The price of Christ is something, in a way, much easier than moral effort — it is to want Him. It is true that the wanting itself would be beyond our power but for one fact. The world is so built that, to help us desert our own satisfactions, they desert us. War and trouble and finally old age take from us one by one all those things that the natural Self hoped for at its setting out. Begging is our only wisdom, and want in the end makes it easier for us to be beggars. Even on those terms the Mercy will receive us (C. S. Lewis (Walter Hooper, ed.), Three Kinds of Men, Present Concerns: Journalistic Essays, Harper Collins (2017), pp. 13-15).
Three kinds of men: (1) those who live entirely for their own sakes, (2) those who live entirely for Christ, and (3) the tertium quid of those who live grudgingly in between, living for self as much as possible while yielding to Christ as little as “necessary,” in other words, those for whom Christianity is of no importance, those for whom it is of ultimate importance, and those for whom it is moderately important.
There is an irony in this spiritual taxonomy. Only those clearly in one of the classes are likely to self-identify with that class: those for whom Christianity — and even the claims of natural law — is of no importance, those “who live for their own sake and pleasure.” They will often lie to others — they will try to lie to others — about their membership, but the truth is clear for all to see, and they know it. The group for whom Christianity is moderately important is more likely to self-identify with the “ultimate importance” class. And the saints, those for whom Christ is truly of ultimate importance, place themselves in the lowest of classes; St Paul called himself the chief of sinners.

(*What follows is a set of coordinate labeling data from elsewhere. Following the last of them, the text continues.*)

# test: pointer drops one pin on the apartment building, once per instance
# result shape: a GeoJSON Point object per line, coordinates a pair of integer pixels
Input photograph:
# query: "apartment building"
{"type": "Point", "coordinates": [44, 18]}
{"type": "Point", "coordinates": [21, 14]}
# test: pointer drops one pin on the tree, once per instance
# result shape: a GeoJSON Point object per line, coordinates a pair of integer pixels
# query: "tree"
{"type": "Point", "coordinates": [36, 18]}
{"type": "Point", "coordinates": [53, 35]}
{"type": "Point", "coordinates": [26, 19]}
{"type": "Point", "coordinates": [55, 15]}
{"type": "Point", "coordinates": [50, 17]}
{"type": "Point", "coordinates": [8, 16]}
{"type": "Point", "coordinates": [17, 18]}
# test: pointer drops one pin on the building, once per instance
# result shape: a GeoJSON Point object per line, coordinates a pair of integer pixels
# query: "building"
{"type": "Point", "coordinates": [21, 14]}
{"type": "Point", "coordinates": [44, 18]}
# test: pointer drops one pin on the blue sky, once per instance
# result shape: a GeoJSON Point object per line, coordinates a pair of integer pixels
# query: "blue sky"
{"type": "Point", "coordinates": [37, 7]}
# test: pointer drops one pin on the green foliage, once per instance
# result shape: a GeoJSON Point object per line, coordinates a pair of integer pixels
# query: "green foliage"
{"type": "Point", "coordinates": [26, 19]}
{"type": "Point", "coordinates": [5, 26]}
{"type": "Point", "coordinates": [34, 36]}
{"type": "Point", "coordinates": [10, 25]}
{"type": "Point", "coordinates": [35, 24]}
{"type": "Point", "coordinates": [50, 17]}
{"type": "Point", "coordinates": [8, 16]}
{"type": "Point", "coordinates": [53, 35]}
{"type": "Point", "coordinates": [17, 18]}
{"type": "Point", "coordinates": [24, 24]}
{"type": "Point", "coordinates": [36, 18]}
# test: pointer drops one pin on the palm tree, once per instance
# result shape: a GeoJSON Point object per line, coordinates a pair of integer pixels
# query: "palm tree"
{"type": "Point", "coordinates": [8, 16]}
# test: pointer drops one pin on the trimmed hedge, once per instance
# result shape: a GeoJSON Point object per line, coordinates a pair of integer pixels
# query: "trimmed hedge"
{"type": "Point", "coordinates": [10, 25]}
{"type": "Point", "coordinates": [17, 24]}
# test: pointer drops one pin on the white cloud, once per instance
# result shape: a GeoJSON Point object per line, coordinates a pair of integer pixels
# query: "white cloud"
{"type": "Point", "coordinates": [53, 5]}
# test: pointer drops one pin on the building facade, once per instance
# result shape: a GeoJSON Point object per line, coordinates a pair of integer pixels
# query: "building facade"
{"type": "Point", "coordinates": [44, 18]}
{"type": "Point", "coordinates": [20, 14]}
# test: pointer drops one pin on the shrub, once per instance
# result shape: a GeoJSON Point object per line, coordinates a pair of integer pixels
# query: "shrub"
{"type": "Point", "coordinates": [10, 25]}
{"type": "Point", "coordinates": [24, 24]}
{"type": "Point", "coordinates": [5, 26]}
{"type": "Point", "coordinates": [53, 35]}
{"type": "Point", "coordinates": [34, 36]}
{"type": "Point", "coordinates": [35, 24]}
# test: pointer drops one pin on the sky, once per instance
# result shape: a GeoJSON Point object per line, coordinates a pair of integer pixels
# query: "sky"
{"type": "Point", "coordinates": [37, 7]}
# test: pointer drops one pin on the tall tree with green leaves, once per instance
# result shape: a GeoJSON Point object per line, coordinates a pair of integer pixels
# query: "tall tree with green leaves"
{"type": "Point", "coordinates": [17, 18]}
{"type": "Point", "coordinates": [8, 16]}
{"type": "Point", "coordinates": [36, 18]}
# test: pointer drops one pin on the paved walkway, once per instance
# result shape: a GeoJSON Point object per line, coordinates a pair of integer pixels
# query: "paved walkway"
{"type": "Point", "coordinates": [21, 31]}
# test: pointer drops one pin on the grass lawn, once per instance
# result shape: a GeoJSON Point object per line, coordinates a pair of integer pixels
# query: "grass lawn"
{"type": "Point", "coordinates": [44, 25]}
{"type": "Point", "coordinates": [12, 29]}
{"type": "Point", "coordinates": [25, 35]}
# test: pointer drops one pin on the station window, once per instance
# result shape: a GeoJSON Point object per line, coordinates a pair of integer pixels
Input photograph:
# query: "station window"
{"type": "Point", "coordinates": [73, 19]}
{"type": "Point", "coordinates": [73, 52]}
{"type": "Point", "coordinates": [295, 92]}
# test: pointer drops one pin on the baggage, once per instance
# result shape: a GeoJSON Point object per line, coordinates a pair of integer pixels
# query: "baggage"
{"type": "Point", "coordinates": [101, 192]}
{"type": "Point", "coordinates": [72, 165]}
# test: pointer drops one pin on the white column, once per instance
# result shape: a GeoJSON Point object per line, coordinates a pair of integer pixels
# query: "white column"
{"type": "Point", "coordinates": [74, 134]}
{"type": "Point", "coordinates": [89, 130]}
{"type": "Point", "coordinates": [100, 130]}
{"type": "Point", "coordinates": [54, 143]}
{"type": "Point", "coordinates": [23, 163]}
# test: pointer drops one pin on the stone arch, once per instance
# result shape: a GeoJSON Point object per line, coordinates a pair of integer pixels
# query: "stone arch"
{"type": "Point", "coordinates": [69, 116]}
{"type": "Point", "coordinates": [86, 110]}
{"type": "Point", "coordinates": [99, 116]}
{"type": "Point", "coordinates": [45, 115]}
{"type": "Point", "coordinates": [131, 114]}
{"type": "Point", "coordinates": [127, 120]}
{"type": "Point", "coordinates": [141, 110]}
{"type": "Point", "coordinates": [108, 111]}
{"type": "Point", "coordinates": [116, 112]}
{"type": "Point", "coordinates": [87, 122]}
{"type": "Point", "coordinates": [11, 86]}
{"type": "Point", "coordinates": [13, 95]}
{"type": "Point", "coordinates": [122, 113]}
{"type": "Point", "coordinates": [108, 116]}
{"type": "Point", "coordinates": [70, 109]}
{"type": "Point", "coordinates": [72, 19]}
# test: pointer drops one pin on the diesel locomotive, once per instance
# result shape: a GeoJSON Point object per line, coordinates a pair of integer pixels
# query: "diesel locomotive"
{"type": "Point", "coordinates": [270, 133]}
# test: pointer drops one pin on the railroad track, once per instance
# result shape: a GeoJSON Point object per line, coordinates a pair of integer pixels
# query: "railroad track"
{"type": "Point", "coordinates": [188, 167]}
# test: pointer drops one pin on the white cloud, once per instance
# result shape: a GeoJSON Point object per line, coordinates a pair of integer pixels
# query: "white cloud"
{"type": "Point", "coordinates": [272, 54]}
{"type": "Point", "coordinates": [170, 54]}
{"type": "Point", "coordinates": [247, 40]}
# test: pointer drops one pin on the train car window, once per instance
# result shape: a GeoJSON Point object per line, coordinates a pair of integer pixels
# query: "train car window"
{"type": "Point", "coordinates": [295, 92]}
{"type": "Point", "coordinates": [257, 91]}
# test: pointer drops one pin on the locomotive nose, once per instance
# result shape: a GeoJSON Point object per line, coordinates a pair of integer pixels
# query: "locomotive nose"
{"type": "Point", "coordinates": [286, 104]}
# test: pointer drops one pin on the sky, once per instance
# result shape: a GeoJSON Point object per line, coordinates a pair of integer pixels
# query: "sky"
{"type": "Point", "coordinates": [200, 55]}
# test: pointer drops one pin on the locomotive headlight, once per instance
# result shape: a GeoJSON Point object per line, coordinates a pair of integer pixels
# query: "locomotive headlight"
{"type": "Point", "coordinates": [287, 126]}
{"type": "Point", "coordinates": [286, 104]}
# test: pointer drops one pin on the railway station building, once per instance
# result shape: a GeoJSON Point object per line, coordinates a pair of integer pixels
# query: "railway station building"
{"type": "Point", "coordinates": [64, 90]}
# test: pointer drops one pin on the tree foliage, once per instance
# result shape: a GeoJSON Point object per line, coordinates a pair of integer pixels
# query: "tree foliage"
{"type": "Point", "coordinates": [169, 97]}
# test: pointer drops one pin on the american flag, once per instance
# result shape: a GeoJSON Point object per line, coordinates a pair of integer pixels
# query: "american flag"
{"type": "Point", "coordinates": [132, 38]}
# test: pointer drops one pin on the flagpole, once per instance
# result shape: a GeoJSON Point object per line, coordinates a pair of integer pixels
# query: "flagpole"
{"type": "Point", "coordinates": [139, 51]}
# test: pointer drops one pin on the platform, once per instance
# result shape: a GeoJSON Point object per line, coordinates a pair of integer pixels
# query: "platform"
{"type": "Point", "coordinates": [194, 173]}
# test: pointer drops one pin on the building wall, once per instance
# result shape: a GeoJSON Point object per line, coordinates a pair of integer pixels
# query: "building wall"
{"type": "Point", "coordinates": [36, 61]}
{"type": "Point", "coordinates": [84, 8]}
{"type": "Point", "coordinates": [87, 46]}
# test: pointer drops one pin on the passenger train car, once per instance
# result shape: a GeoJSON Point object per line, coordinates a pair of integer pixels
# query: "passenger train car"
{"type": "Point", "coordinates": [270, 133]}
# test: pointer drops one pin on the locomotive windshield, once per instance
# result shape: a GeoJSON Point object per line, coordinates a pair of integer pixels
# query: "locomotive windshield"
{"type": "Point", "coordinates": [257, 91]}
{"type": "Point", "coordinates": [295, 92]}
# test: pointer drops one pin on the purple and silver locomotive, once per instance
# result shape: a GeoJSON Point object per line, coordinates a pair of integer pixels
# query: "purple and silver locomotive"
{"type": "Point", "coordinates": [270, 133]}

Now, let me challenge Lewis a bit further. I believe the class who considers Christianity to be only moderately important is the largest class of all. And, it is the class to which the entirety of the New Testament was written. It is the class of which the Church is primarily comprised. It is the class that St Paul routinely — and non-ironically — called saints. If you doubt this, read I and II Corinthians and then re-read Lewis’s essay; the members of that church clearly acknowledged Christ’s claim on them but tried to pursue their own self interests as far as the limits of that claim allowed, and, in the case of the Corinthians, far beyond what that claim allowed. And yet they were saints, the beloved of God, the very stuff of whom the Kingdom of God is made. That is the great mystery of grace, that God considers as of ultimate importance those who consider him only moderately important, that Mercy will receive us even on those terms.